To be or not 236B? - The validity of contractual indemnities with employers

October 2024
Authors
James Taylor

Contractual indemnities which would require an employer to indemnify a third party for its liability to an injured worker are void in Queensland

The Queensland Court of Appeal has unanimously ruled that section 236B of the Workers’ Compensation and Rehabilitation Act 2003 (Qld) (Act) operates to void any contractual indemnity clause that would require an employer (and its workers’ compensation insurer) to indemnify a third party for its liability to an injured worker.

This particular section of the Act has caused significant uncertainty within the profession since its introduction in 2016. The recent Queensland Court of Appeal decision in Bilson v Vatsonic Communications Pty Ltd [2024] QCA 171 provides important judicial interpretation regarding the section.

What happened?

A worker engaged to operate a hydro-vacuum truck commenced proceedings in the District Court of Queensland for injuries sustained in the course of his employment. The worker brought a claim for damages pursuant to the Act against his employer, and a separate claim against the local Council who contracted the employer’s services pursuant to the Personal Injuries Proceedings Act 2002 (Qld).

The contract between the Council and the employer contained an indemnity in the Council’s favour, requiring the employer to indemnify it:

“against all claims for injury loss or damage suffered by any person or property arising out of your performance of the Contract and all liability for costs, charges and expenses incurred by [the Council] in respect of the claim of any person or body.”

At trial, the Council argued that the indemnity required the employer to indemnify it for any liability it was found to have to the worker, in addition to its costs. The employer argued that section 236B of the Act rendered the contractual indemnity void.

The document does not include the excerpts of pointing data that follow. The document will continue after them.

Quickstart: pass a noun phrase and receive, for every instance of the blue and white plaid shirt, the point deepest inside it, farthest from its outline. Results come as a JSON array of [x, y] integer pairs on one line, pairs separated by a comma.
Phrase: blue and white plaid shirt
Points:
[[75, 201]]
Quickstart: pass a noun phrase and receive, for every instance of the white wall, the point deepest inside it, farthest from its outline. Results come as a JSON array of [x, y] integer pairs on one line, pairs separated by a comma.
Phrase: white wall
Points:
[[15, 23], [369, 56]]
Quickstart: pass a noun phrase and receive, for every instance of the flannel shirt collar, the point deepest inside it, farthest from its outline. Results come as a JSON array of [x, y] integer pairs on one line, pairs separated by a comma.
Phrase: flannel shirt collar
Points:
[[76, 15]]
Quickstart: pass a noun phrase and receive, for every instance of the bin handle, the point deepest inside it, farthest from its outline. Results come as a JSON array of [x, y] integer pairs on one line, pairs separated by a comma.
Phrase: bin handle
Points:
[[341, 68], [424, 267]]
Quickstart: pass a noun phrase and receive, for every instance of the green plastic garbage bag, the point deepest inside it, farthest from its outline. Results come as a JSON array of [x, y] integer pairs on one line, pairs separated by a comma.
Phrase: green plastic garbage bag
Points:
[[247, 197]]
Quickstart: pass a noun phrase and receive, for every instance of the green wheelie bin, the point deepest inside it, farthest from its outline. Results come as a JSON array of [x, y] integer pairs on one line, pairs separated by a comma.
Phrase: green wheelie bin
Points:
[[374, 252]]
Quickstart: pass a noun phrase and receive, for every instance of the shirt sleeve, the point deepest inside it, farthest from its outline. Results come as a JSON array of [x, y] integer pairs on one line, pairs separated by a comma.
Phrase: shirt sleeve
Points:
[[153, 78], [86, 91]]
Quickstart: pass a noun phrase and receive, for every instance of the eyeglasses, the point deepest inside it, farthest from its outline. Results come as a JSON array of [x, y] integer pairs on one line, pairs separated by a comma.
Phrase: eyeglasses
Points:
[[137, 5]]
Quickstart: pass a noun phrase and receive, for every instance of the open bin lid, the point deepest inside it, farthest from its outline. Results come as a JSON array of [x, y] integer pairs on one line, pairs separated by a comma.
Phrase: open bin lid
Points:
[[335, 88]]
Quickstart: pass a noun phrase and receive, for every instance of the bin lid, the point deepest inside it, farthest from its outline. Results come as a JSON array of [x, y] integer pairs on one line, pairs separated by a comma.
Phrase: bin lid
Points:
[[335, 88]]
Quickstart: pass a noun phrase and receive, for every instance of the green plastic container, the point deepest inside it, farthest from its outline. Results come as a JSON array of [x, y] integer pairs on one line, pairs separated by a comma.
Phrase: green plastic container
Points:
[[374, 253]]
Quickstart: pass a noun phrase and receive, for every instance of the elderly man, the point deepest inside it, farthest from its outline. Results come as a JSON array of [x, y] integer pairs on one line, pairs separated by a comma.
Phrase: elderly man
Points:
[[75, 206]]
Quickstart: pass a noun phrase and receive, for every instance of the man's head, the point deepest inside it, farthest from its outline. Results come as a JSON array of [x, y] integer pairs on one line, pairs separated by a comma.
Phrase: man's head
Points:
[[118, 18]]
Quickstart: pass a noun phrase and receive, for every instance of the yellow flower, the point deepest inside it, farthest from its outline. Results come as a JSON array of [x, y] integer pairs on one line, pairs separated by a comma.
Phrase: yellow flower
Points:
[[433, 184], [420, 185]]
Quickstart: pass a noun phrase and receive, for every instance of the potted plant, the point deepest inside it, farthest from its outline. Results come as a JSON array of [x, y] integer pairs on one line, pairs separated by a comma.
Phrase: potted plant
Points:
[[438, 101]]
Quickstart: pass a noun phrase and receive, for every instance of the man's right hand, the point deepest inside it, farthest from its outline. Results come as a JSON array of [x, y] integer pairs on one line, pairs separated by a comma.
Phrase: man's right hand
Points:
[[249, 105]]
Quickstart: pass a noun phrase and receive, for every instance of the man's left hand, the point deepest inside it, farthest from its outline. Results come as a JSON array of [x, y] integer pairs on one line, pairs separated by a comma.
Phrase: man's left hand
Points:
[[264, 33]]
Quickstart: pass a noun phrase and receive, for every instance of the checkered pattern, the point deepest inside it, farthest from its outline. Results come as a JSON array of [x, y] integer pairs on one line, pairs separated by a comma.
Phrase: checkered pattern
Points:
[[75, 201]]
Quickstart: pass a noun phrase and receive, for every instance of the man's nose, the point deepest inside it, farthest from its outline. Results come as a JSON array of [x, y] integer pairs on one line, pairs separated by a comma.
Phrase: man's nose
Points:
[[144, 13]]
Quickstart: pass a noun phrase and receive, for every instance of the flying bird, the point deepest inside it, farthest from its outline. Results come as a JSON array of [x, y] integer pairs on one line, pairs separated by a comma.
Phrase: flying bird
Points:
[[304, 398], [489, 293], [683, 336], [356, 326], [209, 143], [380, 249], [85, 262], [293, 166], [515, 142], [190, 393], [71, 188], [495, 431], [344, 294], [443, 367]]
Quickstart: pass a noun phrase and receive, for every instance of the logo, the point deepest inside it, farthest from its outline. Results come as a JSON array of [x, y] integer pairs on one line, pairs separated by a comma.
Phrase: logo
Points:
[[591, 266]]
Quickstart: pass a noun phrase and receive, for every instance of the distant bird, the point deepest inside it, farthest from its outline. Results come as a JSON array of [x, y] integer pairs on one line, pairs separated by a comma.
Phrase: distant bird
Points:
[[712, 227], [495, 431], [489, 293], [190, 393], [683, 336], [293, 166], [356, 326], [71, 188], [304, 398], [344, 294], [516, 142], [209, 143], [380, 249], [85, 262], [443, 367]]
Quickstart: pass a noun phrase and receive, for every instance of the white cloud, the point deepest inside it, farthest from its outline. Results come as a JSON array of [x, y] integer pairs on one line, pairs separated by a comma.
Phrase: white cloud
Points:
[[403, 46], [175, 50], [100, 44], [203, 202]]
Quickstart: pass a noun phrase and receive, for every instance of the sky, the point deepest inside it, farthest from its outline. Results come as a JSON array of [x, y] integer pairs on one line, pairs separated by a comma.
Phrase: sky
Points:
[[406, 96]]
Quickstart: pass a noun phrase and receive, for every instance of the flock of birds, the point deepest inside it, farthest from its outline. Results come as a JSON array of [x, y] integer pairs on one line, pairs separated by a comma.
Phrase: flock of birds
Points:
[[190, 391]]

What was the trial decision?

In the first instance, the Court found that:

  • the contractual indemnity was unambiguous and required the employer to indemnify the Council for any loss arising from the employer’s performance of the contract
  • the application of section 236B of the Act was confined to a “contribution claim” as defined by the Act
  • the Council sought a contractual indemnity not in respect of a contribution claim by the employer, but rather, in respect of the worker’s claim against the Council; and
  • in the circumstances section 236B of the Act did not apply.

Consequently, the employer (via its insurer, WorkCover Queensland) was required to indemnify the Council for the liability it was found to owe to the worker.

What was argued on appeal?

WorkCover Queensland joined the employer in appealing the decision at trial. WorkCover argued that the trial judge erred in his conclusions regarding section 236B, and that that section rendered the contractual indemnity void.

What did the appeal court decide?

The Queensland Court of Appeal unanimously overturned the trial judge’s decision and affirmed that section 236B operates to make void any contractual indemnity that would require an employer to indemnify a third party for liability it is found to owe to an injured worker.

Previously, discourse surrounding section 236B turned on the operation of section 236B(3), which specified that an agreement for an employer to indemnity a third party was void to the extent that it related to any contribution claim made by the employer against the third party.

The Court’s decision contemplated the purpose behind section 236B, which was introduced by the legislature to specifically undo the result of the decision of Byrne v People Resourcing (Qld) Pty Ltd [2014] QSC 269. The Court drew particular focus to the explanatory notes for the introduction of section 236B, noting its purpose to specifically overturn Byrne and “prohibit the contractual transfer of liability from principals to contractors”.

In short, the Court found that the plain meaning of section 236B(3), as supported by the surrounding statutory clauses and explanatory notes, is that a third party such as the Council is prevented from enforcing the indemnity clause against the employer of the injured worker even in respect of the claim brought against the Council by the injured worker directly.

Implications

While to indemnify, or not to indemnify, may once have been a live question for employers (and by extension, WorkCover Queensland), the Court of Appeal has now made it clear that contractual indemnities relied on by third parties against the employers of injured workers are invalid. This will have a significant impact on both existing and future contracts between principals and their contractors.

The decision increases the value of contractual insurance clauses which, when drafted effectively can operate to bring about a similar result as a contractual indemnity.

It remains to be seen whether contractual release clauses in the favour of third parties will successfully operate to prevent claims for contribution made by employers or whether these too will be voided by the operation of section 236B.